IMO Problems 2007

IMO Problems 2007

Day 1

IMO 2007 Problem 1

Real numbers a₁, a₂, …, aₙ are given, for each i (1 ≤ i ≤ n), define

dᵢ = Max{aⱼ : 1 ≤ j ≤ i} – Min{aⱼ : i ≤ j ≤ n} and let

d = Max{dᵢ : 1 ≤ i ≤ n}

(A) Prove that for any real numbers x₁ ≤ x₂ ≤ … ≤ xₙ

Max{|xᵢ – aᵢ| : 1 ≤ i ≤ n} ≥ d/2 (*)

(B) Show that there are real numbers x₁ ≤ x₂ ≤ … ≤ xₙ, such that the equality holds in (*).

IMO 2007 Problem 2

Consider five points A, B, C, D, and E such that ABCD is a parallelogram and BCED is a cyclic quadrilateral. Let L be a line passing through A. Suppose that L intersects the interior of the segment DC at F and intersect the line BC at G. Suppose also that EF = CG = EC. Prove that L is the bisector of angle DAB.

IMO 2007 Problem 3

In a mathematical competition some competitors are friends. Friendship is always mutual. Call a group of competitors a clique if each two of them are friends.
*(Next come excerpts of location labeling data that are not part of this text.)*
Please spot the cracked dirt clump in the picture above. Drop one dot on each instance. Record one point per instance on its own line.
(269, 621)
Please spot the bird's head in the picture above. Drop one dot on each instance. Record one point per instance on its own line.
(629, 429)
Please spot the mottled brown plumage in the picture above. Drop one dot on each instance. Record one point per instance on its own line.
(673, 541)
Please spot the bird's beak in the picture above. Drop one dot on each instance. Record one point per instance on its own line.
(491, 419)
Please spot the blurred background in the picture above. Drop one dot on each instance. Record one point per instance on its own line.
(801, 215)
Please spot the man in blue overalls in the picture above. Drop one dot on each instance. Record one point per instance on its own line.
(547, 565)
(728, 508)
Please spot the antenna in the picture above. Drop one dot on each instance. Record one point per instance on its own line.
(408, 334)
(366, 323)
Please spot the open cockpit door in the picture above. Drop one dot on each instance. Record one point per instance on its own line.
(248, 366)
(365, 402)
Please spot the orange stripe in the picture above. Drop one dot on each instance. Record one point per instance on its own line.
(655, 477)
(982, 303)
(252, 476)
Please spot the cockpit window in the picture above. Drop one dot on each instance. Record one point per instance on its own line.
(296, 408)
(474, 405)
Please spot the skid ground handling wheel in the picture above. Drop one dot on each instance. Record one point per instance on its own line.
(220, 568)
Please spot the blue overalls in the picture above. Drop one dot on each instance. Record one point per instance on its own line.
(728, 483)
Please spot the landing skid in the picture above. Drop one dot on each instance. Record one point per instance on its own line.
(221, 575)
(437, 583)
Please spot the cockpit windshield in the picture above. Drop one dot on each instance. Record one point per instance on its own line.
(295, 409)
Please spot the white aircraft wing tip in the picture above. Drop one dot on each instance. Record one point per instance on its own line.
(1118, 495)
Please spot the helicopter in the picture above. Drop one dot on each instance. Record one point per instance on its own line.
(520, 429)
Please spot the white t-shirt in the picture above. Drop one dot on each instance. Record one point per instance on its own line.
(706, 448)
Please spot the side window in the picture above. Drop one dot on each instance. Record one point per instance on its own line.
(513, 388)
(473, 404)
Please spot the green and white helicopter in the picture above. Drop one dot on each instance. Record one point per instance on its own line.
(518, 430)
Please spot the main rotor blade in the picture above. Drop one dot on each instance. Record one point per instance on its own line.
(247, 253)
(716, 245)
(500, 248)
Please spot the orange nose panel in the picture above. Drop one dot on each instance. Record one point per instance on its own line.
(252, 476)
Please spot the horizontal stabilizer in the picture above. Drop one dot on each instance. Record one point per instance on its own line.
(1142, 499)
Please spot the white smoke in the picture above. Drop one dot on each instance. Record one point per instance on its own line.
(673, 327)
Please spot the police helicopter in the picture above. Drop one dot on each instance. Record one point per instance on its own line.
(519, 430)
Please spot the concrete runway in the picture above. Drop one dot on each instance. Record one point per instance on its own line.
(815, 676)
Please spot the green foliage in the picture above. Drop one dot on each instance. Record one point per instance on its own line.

In particular any group of fewer than two competitors is a clique. The number of members of a clique is called its size. Given that, in the competition, the largest size of a clique is even. Prove that the competitors can be arranged into two rooms such that the largest size of a clique contained in one room is the same as the largest size of a clique contained in the other room.

Day 2

IMO 2007 Problem 4

In a triangle ABC the bisector of angle BCA intersects the circumcircle again at R. The perpendicular bisector of BC at P and the perpendicular bisector of AC at Q. The midpoint of BC is K and the midpoint of AC is L. Prove that the Triangles RPK and RQL have the same area.

IMO 2007 Problem 5

Let a and b are positive integers. Show that if (4ab – 1) divides (4a² – 1)², then a = b.

IMO 2007 Problem 6

Let n be a positive integer, Consider

S = {(x, y, z) | x, y, z ∈ {1, 1, 2, …, n}, x + y + z > 0}

as a set of (n + 1)³ – 1 points in the three-dimensional space. Determine all smallest possible numbers of planes, the union of which contains S but does not include (0, 0, 0).